# No, new products from Apple in over 5 YEARS!!



## mi5moav (May 8, 2006)

I really think that Apple hasn't a clue what they want to do. They have like 9 Billion in Cash and the only new product they have come up with in the last 5 years is a small music player? I still bleed six colors, but this is getting a bit ridiculous. If it wasn't for the ipod, I don't know what road Apple would be traveling down, but it sure wouldn't be paved with gold. 

Something, has to be on the horizon, something, because 6 years is a long, long time and the ipod Hi-Fi aint no ipod. Apple is a company that makes good products insanely great like computers, music players, and I truly believe with another huge purchase of NAND a video camera will be here sooner then later... I've said this a thousand times and will say it again, until Apple delivers, or until David Blaine stop's breathing.
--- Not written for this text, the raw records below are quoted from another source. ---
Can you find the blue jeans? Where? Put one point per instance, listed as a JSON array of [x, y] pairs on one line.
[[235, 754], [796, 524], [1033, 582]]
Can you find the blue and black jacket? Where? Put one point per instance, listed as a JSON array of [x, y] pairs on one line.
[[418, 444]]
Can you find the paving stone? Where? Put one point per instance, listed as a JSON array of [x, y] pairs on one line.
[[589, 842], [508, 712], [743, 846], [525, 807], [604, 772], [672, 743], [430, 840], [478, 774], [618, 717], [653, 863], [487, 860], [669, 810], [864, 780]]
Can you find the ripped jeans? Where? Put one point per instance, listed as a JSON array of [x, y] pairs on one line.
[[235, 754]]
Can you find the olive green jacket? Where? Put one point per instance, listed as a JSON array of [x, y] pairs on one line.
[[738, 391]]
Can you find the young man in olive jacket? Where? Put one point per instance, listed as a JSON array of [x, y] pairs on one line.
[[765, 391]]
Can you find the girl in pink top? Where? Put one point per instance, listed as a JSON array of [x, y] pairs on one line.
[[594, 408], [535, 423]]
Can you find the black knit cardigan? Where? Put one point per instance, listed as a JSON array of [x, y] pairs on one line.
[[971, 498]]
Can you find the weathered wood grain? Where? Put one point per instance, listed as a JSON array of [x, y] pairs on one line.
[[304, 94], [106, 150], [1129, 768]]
They can truly make a video camera so amazing that JVC and Sony will still crap their pants come Sunday.

Sony bested JVC this year with their new Sony DCR-SR100, if you haven't had a chance to play around with it folks it's great... it's the next step in HD based consumer cameras... And I really think by Years end, sub $699 HD/HD video cameras will be a big big thing on gift lists this Holiday season... and I really believe that Apple want's and needs to be on that short list. They are going to change they way we record video. Right now, there are only two real players JVC and Sony and Sony just took a huge leap forward... it's time for Apple to bring out the next big hit.


----------



## Giaguara (May 8, 2006)

Ummh.. what about all the COMPUTERS they have developed in the past years? Or do you still see that Apple has only computers AND iPods? There are a bit more than one of each kind sir.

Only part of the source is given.